SusChEM: Biobased Platform for the Sustainable Molecular Design and Controlled Synthesis of Block Polymers from Renewable Feedstocks

SusChEM：用于从可再生原料中进行嵌段聚合物的可持续分子设计和受控合成的生物基平台

• 批准号: 1507010
• 负责人: Thomas Epps
• 金额: $ 49.71万
• 依托单位: University of Delaware
• 依托单位国家: 美国
• 项目类别: Standard Grant
• 财政年份: 2015
• 资助国家: 美国
• 起止时间: 2015-06-15 至 2020-05-31
• 项目状态: 已结题
• 来源: https://www.nsf.gov/awardsearch/showAward?AWD_ID=1507010&HistoricalAwards=false
• 关键词: SusChEM; Biobased; Platform; Sustainable; Molecular

Under the support of the Macromolecular, Supramolecular and Nanochemistry Program of the Division of Chemistry, Professors Thomas H. Epps, III and Michael T. Klein of the University of Delaware and Professor Joseph Stanzione of Rowan University will collaborate to develop synthetic pathways and computational tools for converting lignin-based bio-oils to polymers. This research aims to address the grand challenge of manufacturing new plastic materials from natural and renewable resources, without depleting food or other commercial resource production. The lignin-based polymers to be produced through this research have potential uses in paints, surface coatings, and other composite materials. This project provides research opportunities to students-including underrepresented undergraduate and economically-disadvantaged high school students-in acollaborative laboratory setting and exposes students to modern concepts for making new 'biorenewable' plastics.This project focuses on developing efficient and cost-effective approaches to generate 'designer plastics' from a renewable resource based on lignin, an inexpensive and natural waste product of pulp and paper industry. The main tasks of this project include: 1) computational modeling of lignin-based bio-oil composition as a function of pyrolysis conditions and variability in wood composition/source; 2) functionalization of the major components of bio-oils separately or collectively to generate versatile monomer libraries from lignin waste streams; 3) synthesis of homopolymers (from a single type of lignin-modified monomers) or heteropolymers (from lignin-modified monomers in bio-oil mixtures); 4) kinetic studies of the heteropolymer formation by free-radical polymerization; and 5) design and preparation of tunable nanostructures of block copolymers that are potentially useful as thermoplastic elastomers and pressure-sensitive adhesives.

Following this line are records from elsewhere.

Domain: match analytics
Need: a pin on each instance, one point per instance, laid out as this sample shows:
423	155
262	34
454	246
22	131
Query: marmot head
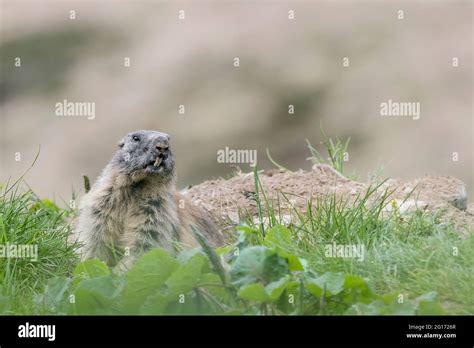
144	154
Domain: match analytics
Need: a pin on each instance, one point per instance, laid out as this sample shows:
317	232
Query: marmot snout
134	205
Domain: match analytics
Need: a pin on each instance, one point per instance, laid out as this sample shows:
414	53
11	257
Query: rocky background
190	62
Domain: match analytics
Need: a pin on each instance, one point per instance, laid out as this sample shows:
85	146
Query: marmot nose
162	146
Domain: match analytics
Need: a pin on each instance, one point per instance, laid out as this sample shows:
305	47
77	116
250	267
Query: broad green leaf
275	289
186	276
356	289
404	308
430	308
213	284
94	296
428	297
91	269
254	292
373	308
332	282
155	304
278	236
257	292
53	297
258	264
147	275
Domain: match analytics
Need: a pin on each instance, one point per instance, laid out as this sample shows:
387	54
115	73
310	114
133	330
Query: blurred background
190	62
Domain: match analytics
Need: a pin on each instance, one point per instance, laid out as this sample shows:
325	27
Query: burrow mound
230	200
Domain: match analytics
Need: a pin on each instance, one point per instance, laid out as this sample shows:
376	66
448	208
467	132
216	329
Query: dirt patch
229	200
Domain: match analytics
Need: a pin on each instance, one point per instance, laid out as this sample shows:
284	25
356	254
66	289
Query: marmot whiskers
134	205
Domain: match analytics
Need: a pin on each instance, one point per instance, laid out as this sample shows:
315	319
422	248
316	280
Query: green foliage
261	283
408	268
27	221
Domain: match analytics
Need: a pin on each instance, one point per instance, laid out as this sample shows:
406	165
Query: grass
411	254
27	220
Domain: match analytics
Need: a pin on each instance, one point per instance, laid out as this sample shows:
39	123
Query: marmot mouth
157	162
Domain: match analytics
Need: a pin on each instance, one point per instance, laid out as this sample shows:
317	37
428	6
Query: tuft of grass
25	220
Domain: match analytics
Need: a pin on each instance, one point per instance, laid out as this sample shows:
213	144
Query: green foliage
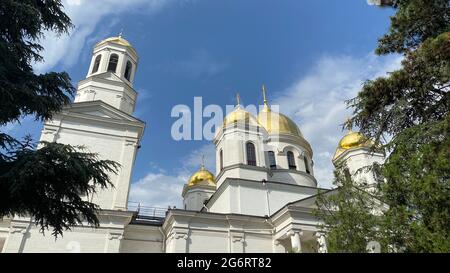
411	109
52	184
46	184
347	213
418	189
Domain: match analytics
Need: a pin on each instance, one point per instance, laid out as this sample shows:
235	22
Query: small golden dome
117	40
352	140
239	116
276	123
202	176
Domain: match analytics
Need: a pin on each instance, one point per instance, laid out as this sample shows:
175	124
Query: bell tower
101	117
111	75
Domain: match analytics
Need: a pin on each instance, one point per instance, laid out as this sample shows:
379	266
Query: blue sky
312	55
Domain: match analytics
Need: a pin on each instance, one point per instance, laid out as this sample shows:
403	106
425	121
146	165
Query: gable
99	109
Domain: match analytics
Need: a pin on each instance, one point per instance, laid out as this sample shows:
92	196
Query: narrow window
306	165
251	154
96	63
112	65
291	161
221	159
272	162
128	69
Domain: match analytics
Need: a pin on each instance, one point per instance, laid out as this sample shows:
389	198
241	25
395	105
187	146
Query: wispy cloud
316	102
86	15
199	65
161	188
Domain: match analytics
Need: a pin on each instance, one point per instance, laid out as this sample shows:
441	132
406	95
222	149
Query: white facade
261	199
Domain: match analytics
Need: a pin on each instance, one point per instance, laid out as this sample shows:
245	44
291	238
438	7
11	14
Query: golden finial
264	93
203	162
266	106
348	124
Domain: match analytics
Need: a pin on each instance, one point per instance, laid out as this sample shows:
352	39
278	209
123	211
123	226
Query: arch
96	63
112	65
251	154
128	70
272	160
291	160
221	159
306	165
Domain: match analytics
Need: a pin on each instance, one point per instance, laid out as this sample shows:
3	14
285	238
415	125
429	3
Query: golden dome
117	40
202	176
352	140
277	123
239	116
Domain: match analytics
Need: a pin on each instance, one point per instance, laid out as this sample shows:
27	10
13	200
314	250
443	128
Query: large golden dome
202	176
277	123
239	115
352	140
117	40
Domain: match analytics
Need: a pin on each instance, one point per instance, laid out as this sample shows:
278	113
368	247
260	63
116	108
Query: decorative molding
115	236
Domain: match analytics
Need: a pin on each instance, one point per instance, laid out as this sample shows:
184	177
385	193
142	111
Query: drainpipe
267	196
164	239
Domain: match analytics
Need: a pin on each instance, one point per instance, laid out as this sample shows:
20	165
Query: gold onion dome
352	140
276	123
202	177
239	115
117	40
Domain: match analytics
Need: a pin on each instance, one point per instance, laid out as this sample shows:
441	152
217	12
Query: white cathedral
261	198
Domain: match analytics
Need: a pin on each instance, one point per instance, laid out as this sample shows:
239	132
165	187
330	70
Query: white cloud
86	15
160	188
316	102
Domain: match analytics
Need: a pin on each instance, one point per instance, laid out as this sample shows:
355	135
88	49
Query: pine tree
44	183
407	114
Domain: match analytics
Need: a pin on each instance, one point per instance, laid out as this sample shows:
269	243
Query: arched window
272	161
251	154
96	63
306	165
221	159
112	65
291	160
128	70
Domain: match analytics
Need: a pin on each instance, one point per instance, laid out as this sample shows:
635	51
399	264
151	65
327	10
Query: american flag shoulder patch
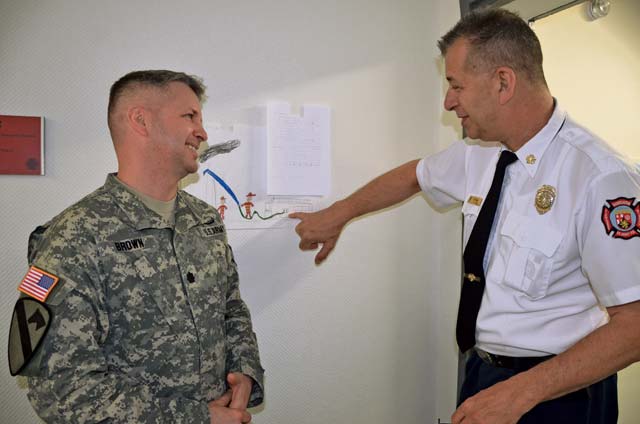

在化学系高分子、超分子和纳米化学项目的支持下，特拉华大学Thomas H. Epps, III和Michael T. Klein教授以及罗文大学Joseph Stanzione教授将合作开发合成途径和计算工具用于将木质素基生物油转化为聚合物。这项研究旨在解决在不消耗粮食或其他商业资源生产的情况下，利用天然和可再生资源制造新型塑料材料的巨大挑战。 通过这项研究生产的木质素聚合物在油漆、表面涂料和其他复合材料中具有潜在用途。 该项目为学生（包括代表性不足的本科生和经济困难的高中生）在合作实验室环境中提供研究机会，并向学生展示制造新型“生物可再生”塑料的现代概念。该项目致力于开发高效且具有成本效益的方法来产生“设计塑料”来自基于木质素的可再生资源，木质素是纸浆和造纸工业的廉价天然废品。该项目的主要任务包括：1）基于木质素的生物油成分作为热解条件和木材成分/来源变化的函数的计算模型； 2) 单独或共同对生物油的主要成分进行功能化，以从木质素废物流中生成多功能单体库； 3) 均聚物（由单一类型的木质素改性单体）或杂聚物（由生物油混合物中的木质素改性单体）的合成； 4）自由基聚合形成杂聚物的动力学研究； 5）设计和制备可用作热塑性弹性体和压敏粘合剂的可调节嵌段共聚物纳米结构。